By enhancing translational research infrastructure in which both preclinical and clinical studies are meaningfully connected, we are now coming to a promising stage in the exploration of prophylactic intervention to major mental illnesses. Combating adolescent oxidative stress for adult psychosis and schizophrenia is one of the most promising routes to establish prophylactic psychiatry, hopefully in near future.

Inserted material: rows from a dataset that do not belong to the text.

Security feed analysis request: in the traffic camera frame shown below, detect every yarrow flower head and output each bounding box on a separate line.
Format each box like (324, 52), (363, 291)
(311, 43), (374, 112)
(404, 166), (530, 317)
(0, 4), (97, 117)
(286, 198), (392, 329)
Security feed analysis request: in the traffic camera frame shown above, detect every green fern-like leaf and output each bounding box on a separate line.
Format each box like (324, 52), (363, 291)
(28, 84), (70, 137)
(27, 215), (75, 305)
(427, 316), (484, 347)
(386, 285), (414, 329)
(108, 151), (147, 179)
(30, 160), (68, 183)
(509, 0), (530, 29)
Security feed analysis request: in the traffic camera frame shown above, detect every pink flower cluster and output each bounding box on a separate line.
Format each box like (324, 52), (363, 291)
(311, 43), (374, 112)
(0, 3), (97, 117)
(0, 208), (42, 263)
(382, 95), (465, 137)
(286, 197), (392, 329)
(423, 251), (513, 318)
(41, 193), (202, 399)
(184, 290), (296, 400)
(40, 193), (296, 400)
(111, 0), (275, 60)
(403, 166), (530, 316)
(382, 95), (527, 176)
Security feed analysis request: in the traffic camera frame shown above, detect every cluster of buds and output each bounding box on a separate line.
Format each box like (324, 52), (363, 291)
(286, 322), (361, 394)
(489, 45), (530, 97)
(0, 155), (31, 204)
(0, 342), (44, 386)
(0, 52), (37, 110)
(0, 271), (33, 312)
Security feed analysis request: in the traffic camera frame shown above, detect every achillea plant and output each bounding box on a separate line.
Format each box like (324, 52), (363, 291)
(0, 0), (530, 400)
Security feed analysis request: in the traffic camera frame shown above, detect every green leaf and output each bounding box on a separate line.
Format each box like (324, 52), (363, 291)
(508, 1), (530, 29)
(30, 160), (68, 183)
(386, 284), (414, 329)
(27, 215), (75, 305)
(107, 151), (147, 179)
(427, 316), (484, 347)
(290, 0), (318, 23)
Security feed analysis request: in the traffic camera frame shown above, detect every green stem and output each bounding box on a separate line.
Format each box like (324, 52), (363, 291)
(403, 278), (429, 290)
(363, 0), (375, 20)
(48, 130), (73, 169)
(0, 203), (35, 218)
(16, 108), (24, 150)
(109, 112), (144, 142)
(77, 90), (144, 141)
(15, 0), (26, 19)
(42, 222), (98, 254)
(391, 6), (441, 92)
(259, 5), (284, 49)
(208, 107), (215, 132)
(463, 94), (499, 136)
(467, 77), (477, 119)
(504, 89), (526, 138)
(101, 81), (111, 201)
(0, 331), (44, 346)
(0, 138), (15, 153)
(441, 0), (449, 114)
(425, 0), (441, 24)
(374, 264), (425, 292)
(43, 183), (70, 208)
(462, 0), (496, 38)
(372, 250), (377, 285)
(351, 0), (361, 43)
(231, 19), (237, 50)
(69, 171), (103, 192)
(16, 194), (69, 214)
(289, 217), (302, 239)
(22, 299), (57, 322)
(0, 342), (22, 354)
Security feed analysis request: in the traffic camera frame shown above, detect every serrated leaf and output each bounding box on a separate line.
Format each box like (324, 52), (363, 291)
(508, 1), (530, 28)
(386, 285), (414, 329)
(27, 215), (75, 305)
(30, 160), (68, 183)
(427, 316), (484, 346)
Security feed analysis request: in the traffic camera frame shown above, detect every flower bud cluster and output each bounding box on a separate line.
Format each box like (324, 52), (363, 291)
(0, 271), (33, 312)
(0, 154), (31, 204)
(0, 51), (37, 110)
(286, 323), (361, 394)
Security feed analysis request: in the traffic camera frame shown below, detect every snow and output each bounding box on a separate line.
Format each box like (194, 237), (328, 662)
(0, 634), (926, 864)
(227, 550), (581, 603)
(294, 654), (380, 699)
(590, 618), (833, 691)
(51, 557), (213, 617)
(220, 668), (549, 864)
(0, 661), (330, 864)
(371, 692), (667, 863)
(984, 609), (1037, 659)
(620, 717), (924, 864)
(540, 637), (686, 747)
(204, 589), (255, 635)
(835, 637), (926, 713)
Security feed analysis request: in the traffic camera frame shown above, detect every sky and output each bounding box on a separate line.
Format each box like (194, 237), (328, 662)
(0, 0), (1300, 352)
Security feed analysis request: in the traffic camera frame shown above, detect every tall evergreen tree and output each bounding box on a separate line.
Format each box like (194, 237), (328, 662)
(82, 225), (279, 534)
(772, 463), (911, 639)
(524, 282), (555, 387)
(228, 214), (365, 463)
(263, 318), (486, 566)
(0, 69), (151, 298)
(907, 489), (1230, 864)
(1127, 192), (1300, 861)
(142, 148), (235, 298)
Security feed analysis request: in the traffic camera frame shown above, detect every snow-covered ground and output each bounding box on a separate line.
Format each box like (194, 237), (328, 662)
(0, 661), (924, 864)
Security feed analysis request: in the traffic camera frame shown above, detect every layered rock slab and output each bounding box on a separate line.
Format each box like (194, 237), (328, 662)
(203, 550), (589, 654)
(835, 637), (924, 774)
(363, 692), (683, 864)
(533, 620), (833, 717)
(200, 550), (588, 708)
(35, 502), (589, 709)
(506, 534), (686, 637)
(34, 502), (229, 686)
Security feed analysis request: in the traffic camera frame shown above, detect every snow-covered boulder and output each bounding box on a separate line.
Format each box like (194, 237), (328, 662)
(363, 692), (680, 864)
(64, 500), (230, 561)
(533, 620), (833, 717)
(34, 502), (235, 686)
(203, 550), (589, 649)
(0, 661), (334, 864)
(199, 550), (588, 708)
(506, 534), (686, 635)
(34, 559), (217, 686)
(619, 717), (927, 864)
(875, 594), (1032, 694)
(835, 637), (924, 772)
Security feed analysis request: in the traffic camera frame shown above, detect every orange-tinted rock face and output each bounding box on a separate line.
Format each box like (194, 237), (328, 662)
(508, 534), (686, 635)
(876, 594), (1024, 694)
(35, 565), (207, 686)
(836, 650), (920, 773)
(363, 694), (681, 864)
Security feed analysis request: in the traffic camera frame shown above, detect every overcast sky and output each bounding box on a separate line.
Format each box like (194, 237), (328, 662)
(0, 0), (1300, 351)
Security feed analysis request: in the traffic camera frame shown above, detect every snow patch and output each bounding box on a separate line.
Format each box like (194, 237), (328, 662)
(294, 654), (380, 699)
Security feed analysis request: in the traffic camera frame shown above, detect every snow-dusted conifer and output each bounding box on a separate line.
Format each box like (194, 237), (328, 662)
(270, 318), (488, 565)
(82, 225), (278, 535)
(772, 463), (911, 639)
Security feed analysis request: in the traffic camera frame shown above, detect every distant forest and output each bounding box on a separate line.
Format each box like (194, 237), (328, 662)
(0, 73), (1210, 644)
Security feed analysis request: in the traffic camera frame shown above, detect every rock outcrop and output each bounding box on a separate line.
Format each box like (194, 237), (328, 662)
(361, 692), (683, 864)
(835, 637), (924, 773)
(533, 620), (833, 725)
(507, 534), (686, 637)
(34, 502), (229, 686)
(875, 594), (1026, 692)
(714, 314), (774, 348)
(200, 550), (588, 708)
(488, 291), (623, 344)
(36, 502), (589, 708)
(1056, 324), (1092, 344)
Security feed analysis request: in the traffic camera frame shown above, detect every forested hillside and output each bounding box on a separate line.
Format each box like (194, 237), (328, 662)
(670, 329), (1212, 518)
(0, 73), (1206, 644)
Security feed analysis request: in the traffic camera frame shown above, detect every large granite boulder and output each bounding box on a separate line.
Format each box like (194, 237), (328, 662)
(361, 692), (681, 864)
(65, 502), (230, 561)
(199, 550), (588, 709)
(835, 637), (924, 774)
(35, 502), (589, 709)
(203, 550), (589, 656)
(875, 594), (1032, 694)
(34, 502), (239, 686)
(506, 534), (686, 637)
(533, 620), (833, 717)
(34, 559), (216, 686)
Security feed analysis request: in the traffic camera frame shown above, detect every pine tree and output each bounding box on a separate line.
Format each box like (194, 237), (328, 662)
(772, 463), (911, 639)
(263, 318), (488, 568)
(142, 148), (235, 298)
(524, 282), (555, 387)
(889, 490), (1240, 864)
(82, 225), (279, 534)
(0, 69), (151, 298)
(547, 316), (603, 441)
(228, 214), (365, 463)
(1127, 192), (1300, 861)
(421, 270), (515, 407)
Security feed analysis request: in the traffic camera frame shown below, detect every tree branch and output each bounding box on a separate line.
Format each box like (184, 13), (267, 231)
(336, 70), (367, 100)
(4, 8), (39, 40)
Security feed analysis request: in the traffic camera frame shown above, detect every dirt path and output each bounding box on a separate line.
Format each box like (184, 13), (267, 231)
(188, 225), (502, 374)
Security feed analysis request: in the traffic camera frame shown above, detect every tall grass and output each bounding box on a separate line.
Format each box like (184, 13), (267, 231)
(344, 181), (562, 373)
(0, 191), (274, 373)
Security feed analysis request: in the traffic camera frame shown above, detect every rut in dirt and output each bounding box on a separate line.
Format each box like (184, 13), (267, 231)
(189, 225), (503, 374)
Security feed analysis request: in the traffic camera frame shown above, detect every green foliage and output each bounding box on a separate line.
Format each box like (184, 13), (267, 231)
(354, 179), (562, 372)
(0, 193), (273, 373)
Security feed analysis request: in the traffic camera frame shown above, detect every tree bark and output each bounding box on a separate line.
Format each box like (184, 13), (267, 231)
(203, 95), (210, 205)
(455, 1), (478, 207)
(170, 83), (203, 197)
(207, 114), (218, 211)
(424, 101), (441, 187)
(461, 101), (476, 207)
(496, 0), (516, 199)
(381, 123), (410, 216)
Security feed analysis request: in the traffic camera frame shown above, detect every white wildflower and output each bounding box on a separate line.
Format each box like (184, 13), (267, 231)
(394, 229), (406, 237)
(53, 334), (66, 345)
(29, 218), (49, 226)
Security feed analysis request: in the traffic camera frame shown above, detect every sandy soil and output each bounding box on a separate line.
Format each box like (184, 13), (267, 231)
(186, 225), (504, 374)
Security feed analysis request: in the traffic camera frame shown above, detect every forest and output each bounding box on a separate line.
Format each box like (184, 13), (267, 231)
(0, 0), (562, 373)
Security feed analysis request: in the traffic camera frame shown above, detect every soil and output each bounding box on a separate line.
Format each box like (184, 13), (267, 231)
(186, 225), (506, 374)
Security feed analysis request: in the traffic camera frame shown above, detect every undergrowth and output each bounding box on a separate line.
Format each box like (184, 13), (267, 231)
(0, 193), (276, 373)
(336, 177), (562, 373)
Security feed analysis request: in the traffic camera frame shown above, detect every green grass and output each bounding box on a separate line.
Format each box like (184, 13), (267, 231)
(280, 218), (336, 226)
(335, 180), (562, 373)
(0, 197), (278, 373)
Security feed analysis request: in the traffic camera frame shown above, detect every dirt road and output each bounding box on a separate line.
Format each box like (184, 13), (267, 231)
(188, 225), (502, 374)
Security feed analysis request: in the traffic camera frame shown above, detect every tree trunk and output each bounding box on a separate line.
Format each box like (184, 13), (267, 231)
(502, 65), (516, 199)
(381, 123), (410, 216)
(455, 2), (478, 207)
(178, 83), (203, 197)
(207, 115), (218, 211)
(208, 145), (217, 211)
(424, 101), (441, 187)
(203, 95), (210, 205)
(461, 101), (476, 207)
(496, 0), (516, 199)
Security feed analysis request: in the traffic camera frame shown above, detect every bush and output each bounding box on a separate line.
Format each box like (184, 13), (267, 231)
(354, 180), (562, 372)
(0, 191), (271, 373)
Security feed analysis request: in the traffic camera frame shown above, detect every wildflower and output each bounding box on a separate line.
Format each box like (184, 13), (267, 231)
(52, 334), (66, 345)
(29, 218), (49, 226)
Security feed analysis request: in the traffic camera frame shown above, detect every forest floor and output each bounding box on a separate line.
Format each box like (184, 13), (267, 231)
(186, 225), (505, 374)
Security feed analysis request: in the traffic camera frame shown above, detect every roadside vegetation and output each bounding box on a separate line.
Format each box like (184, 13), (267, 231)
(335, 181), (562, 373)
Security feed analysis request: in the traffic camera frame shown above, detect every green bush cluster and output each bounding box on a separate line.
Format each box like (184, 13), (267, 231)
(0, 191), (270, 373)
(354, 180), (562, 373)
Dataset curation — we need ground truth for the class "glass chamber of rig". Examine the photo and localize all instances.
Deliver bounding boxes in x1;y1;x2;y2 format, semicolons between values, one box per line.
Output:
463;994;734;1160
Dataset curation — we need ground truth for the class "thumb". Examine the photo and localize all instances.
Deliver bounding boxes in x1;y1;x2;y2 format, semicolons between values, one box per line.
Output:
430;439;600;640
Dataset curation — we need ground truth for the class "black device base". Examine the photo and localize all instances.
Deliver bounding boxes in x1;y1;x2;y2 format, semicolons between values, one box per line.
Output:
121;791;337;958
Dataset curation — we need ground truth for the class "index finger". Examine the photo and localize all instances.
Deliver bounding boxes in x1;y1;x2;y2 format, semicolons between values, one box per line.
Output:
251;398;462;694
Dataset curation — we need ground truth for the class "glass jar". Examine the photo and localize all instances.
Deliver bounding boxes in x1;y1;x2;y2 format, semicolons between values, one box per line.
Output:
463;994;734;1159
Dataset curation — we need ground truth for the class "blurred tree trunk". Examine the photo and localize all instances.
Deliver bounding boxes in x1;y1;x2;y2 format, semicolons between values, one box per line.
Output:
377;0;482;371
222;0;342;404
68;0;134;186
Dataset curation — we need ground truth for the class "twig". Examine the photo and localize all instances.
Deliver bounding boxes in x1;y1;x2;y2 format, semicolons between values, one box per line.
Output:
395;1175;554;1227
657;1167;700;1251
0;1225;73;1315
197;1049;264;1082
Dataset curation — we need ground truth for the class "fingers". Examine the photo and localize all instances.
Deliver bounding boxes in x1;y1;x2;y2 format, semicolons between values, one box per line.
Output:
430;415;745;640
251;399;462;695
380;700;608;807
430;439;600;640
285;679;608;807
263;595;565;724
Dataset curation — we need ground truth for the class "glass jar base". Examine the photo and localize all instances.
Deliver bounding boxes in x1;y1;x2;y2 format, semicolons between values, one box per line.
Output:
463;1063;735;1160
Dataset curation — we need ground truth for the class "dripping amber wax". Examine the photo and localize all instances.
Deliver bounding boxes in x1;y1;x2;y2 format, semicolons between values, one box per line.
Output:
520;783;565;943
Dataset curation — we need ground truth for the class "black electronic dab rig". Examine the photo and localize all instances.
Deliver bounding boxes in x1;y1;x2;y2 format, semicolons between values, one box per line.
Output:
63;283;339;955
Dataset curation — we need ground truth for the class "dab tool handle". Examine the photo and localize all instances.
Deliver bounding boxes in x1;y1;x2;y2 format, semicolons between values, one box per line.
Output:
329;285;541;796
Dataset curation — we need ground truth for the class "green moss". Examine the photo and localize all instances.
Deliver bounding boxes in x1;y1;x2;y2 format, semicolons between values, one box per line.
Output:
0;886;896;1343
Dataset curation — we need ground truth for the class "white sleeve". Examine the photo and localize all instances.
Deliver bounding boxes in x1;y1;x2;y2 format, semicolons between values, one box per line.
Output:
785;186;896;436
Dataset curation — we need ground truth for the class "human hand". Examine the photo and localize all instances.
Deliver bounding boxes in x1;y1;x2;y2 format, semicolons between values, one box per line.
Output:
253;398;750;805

Figure 1. Utility of preclinical animal models of neurodevelopmental etiopathology in the translational study of schizophrenia.

Figure 1.

Animal models can be utilized to address biological questions on the pathological trajectory to full onset of schizophrenia after puberty. The trajectory from the primary risk beginning in earlier neurodevelopment to prodromal stages and full onset is illustrated in the gradation from yellow to orange and red. These models are potentially useful for developing presymptomatic, prophylactic intervention during adolescence, including those with the antioxidant N-acetyl cysteine (NAC) (depicted in dark green). Therapeutic concepts initially obtained from preclinical models need to be tested in clinical trials in the near future (depicted in light green). PPI, prepulse inhibition; MMN, mismatch negativity.